Espanola, of all the Enchanted Islands,is the most wondrous. Words can not describe the beauty and wildlife of this magical island. It is sacred.
The surf was beautiful and a bit rough when landing at Suarez Point,
but only a few hundred feet away we came upon a much calmer inlet where sea lions lounged and we were greeted by a Galapagos Hawk.
Mockingbirds arrived within minutes. These friendly birds have learned that humans carry water. Since there is no fresh water on Espanola they hope to beg or steal a few precious drops. Unfortunatety, for the mockingbirds, we obeyed the "no interference rule" like the Prime Directive and all they could do was complain to each other about the mean tourists.
The hike started along the beach then looped around the island for almost two rough, rocky, challenging, spectacular miles.
Sally Lightfoot Crabs decorated the lava coast.
The wildlife was incredible. It seemed like the birds danced aroud us. There were many of Darwin's Finches,
and, soon, Waved Albatoss were flying overhead.
Seeing the first albatross was exciting! These are very large birds! Their wing span is about 7 feet and they are quite impressive! Little did we know that being buzzed by an albatross was only a hint of the spectacular sites to come.
After hiking a few more minutes we came across a pair of albatross cuddled on the edge of the trail.
They began a courtship dance as we approached. We stood or sat on the trail, approximately 3 or 4 feet from the pair and watched, enthralled, with every movement. It was as if the birds were fencing with their long beaks. A loud, "clack" echoed with each hit. Occassionaly, one or the other would stretch or nip at the neck of it's mate before going back to the fencing. Our guide told us we were behind schedule as she tried, unsuccessfully, to move us along. We weren't her normal group of tourists. We traveled to The Galapagos to see the birds and we were not about to budge.

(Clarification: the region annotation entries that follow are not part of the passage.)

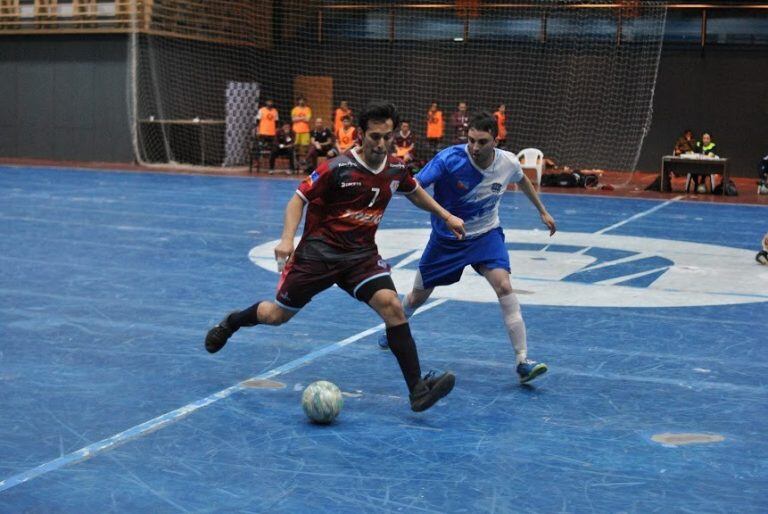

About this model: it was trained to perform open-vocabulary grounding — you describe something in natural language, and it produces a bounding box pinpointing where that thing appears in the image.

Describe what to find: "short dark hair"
[358,100,400,134]
[469,111,499,137]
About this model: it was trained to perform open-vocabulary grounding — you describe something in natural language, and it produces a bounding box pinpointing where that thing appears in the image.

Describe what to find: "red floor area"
[0,158,768,205]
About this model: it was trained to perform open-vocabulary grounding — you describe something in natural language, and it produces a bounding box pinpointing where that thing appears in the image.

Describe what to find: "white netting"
[130,0,666,170]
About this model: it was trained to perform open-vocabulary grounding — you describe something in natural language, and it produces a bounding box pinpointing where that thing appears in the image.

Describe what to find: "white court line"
[595,195,685,234]
[0,298,448,493]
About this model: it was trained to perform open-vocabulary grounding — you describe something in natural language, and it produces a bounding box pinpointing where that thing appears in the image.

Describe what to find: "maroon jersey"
[296,149,419,260]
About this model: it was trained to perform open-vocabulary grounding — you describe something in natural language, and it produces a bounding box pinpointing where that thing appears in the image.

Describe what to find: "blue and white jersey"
[416,144,524,239]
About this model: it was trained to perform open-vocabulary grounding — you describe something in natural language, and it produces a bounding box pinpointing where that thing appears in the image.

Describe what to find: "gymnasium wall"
[0,36,768,176]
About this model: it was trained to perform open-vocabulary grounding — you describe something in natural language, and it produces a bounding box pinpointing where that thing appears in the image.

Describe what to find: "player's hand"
[275,239,293,272]
[541,212,557,236]
[445,214,467,239]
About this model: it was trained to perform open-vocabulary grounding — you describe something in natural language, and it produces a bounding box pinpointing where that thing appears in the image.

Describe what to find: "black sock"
[387,322,421,392]
[227,302,261,330]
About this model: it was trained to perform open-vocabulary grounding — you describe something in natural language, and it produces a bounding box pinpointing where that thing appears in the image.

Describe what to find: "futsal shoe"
[205,313,235,353]
[517,359,548,384]
[409,371,456,412]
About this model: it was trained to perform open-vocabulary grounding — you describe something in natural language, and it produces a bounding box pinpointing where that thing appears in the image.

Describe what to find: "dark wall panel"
[0,36,768,176]
[638,47,768,176]
[0,36,133,162]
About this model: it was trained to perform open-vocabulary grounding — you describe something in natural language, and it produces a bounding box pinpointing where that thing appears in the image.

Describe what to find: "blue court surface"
[0,167,768,513]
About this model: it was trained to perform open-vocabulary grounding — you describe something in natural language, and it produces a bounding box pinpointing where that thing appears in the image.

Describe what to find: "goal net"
[129,0,666,174]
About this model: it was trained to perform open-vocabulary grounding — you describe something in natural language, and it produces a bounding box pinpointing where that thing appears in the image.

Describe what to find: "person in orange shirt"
[328,116,357,155]
[393,120,415,164]
[493,104,507,149]
[427,102,445,154]
[291,96,312,165]
[333,100,352,134]
[256,99,280,148]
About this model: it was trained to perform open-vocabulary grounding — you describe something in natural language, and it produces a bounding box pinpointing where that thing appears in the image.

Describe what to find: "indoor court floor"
[0,166,768,513]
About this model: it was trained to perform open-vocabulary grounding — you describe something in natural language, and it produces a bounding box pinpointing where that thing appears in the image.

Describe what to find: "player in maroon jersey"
[205,102,464,412]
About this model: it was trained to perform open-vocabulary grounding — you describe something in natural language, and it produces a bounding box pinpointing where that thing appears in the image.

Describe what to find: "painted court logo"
[249,229,768,307]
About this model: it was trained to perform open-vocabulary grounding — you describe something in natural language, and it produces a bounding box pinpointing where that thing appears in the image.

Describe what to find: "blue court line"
[0,299,448,493]
[595,195,685,234]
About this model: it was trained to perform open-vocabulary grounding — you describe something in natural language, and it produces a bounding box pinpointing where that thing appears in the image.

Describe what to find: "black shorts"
[275,254,391,312]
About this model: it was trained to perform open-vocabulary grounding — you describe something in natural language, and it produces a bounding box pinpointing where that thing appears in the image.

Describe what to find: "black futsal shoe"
[205,313,235,353]
[410,371,456,412]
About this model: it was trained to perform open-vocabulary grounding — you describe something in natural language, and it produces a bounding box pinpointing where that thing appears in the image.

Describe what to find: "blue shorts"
[419,227,509,289]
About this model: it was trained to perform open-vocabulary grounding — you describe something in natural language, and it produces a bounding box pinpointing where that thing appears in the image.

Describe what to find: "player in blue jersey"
[379,113,557,383]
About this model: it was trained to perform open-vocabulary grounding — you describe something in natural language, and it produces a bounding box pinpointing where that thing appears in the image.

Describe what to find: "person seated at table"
[269,123,296,175]
[328,116,357,156]
[757,155,768,195]
[674,129,696,155]
[685,132,717,193]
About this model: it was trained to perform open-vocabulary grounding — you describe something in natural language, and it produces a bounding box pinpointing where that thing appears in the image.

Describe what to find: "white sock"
[499,293,528,365]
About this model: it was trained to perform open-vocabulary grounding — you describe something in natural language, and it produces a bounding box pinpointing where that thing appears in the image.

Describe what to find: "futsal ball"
[301,380,344,425]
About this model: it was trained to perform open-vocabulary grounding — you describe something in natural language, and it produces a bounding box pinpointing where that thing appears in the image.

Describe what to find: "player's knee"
[371,290,407,325]
[259,305,294,326]
[493,282,514,298]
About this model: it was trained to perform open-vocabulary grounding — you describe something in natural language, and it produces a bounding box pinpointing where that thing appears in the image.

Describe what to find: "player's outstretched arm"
[275,193,304,263]
[517,176,557,236]
[406,187,466,239]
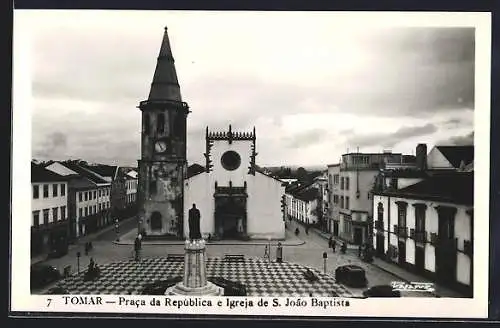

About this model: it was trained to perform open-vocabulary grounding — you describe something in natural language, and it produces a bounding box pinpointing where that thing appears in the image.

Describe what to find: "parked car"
[363,285,401,297]
[335,265,368,288]
[30,264,62,289]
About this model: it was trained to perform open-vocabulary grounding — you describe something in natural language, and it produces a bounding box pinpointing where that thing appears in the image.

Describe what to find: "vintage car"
[335,265,368,288]
[363,285,401,297]
[30,264,62,289]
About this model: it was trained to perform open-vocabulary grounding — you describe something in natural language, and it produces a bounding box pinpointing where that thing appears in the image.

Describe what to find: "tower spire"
[148,27,182,101]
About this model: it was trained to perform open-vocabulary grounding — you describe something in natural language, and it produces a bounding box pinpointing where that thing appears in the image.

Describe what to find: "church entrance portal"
[151,212,161,231]
[215,195,246,239]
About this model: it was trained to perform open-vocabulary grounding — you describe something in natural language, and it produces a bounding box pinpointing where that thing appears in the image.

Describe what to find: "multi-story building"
[327,164,340,237]
[373,144,474,296]
[31,163,68,256]
[46,161,112,239]
[313,171,329,231]
[329,151,410,245]
[285,184,320,225]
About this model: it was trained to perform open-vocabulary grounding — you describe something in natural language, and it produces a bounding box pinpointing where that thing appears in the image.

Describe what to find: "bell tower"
[138,27,189,238]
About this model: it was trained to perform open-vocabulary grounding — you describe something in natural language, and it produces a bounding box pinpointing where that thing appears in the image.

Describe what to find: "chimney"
[416,144,427,171]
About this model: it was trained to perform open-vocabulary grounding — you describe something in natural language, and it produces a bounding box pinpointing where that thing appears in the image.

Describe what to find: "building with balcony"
[373,144,474,296]
[328,151,405,245]
[285,183,321,226]
[31,163,68,257]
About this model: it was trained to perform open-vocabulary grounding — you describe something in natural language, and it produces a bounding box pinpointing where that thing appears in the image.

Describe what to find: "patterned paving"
[47,258,351,297]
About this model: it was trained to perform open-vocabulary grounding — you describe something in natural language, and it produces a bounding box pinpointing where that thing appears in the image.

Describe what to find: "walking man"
[276,243,283,263]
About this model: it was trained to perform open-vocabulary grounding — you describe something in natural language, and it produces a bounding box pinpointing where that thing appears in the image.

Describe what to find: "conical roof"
[148,27,182,101]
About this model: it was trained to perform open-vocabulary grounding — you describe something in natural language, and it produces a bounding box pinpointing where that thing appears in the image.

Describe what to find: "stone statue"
[189,204,201,240]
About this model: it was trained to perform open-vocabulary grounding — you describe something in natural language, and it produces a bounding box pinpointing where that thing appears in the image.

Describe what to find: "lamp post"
[323,252,328,274]
[267,237,271,264]
[76,252,81,273]
[115,219,120,241]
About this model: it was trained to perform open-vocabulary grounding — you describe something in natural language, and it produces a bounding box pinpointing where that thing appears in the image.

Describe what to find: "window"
[43,209,49,224]
[397,202,408,227]
[52,207,59,222]
[415,204,426,232]
[156,113,165,133]
[143,113,150,134]
[33,211,40,228]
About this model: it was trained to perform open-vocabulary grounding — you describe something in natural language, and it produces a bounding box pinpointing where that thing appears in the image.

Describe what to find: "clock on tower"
[138,28,189,238]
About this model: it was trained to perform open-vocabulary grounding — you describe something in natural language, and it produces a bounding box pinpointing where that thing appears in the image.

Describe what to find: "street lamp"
[323,252,328,274]
[115,219,120,241]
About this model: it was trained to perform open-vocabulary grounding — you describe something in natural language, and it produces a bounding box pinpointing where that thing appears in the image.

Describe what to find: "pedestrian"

She laughed, knowing that she had no hope of getting us to move down the trail until the "show" ended.
When the birds finished their dance, they both turned to look at us as if to say, "How was the show?"
Great! The show was great! Thank you!
However, we soon learned that seeing albatross "perform" was not uncommon. As we reached the opposite coast, there were albatross and other birds everywhere!
The above pairs were within 75 feet of the stunning cliffs.
A blowhole gushed over 50 feet high.
Our guide became very serious about rushing us along as the sky began to glow with pinks and golds.
We stayed too long watching the albatross and now we were the last group on the island. We had to make it back to the ship before dark. The trail was difficult enough to navigate in the daylight! None of us wanted to try the hike in the dark!
We just made it to the zodiac as the sun was setting on what was truely a glorious day!